Revlon Puts The Fear Of Bankruptcy Into The Market
If the latest news from Revlon (NYSE: REV) is any indication of what to expect from the Q2 earnings reporting season we just got really scared. We’ve been worried about the season for a number of reasons that all come down to earnings. In the case of Revlon, competition and rising cost pressures forced the company to decline a voluntary Chapter 11 bankruptcy, a move intended to let it reorganize itself for the new operational environment. The takeaway is the problems facing Revlon are being felt throughout the market and, while we don’t expect to see a trend of Chapter 11s develop, we are not expecting to hear much good news at all, especially from the weaker players. Extrapolating this to other businesses, industries, and sectors, those laden with debt or using debt to fuel growth are about to have a reckoning.
“The filing will enable the company to strategically reorganize its legacy capital structure and improve its long-term outlook amidst challenges like supply chain disruption and rising inflation and obligations to its lenders.”
The Estimates For Q2 Are Falling, But A Bottom May Be In Sight
The outlook for Q2 earnings are trending lower and will likely move to near 0.0% by the start of the reporting session. Nearly half of the S&P 500 (NYSEARCA: SPY) sectors have a consensus figure that is not only negative but in decline and, of the 6 left, 2 more are sitting at sub-5% growth and trending lower as well. The leader, in terms of downward revision, is the Consumer Discretionary Sector (NYSEARCA: XLY) which has seen its consensus target fall nearly 2200 basis points since the beginning of the reporting period. Of all the sectors, the Consumer Discretionary is most at risk of following in the tracks of Revlon although debt-heavy tech stocks and anything with the word growth attached to it are in danger as well.

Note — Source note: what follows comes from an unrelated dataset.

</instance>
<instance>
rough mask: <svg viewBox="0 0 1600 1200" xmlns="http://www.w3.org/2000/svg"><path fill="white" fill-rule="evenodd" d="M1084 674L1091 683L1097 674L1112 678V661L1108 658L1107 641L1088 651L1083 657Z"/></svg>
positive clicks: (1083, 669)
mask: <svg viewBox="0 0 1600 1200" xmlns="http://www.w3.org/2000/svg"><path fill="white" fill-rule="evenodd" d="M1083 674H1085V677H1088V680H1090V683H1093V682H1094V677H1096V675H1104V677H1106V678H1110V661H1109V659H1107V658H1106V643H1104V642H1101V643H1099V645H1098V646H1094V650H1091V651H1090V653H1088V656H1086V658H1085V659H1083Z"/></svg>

On the flip side, there are four sectors that are seeing positive tailwinds in the analyst's revisions. The Energy (NYSEARCA: XLE), Real Estate (NYSEARCA: XLRE), Materials (NYSEARCA: XLB), and Industrials (NYSEARCA: XLI) sectors are expected to post growth and their targets are moving higher. In this light, these sectors should be expected to outperform the broad market and with Energy in the lead. The Energy Sector is still doing all the heavy lifting, however, when it comes to the S&P 500 consensus figures as it is expected to post 207% YOY earnings growth, up a full 6000 basis points in just the last 2 months. Of them all, the Energy Sector is the best positioned to outperform (based on current oil price action) as well as increase dividends, buy back shares, and other capital-returning activities.

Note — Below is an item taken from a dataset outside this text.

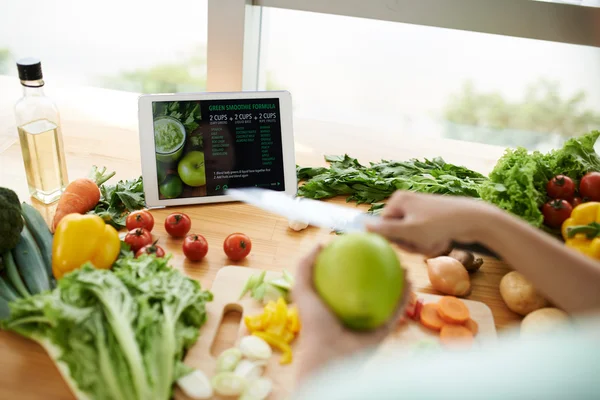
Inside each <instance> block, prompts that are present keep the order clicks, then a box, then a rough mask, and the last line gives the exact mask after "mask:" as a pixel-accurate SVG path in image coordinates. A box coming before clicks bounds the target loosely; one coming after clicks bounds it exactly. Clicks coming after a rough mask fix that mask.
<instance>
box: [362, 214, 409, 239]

The Back-Half Estimates Are On The Rise
Oddly enough, the estimates for the back half of the year have begun to rise. There are enough rays of light, we suppose, for this to make sense but we’re not ready to buy into the news yet. To begin, the Q2 season is still ahead of us and it may be worse than we fear. In this scenario, the market will move lower before it bottoms and our targets are still well below the current price action. To finish, the back half improvement is predicated upon supply chain improvements that may lead to bloated inventories, discounting, and margin compression. In that scenario, the S&P 500 may bottom during the Q2 reporting period but it will be a temporary bottom. In both cases, there will be a better time to buy the market than today.
The Technical Outlook: The S&P 500 Should Hit 3,400 Soon
Anyone who denies the S&P 500 is in a full reversal either doesn’t understand technical analysts or is lying to themselves and others. The S&P 500 confirmed its reversal in the early week of June and is now on track to hit the 3,400 level. The post-FOMC meeting sell-off is a continuation of a near-term downdraft and that should shave 350 points off of the index. This puts the index down at another key support level that, if broken, opens the door and ushers the bears down toward the 2,800 level. If the 2nd quarter results are better than expected and/or come with brightening guidance we see a bottom at 3,400. If not, this market will erase all of the COVID bump and maybe a bit more.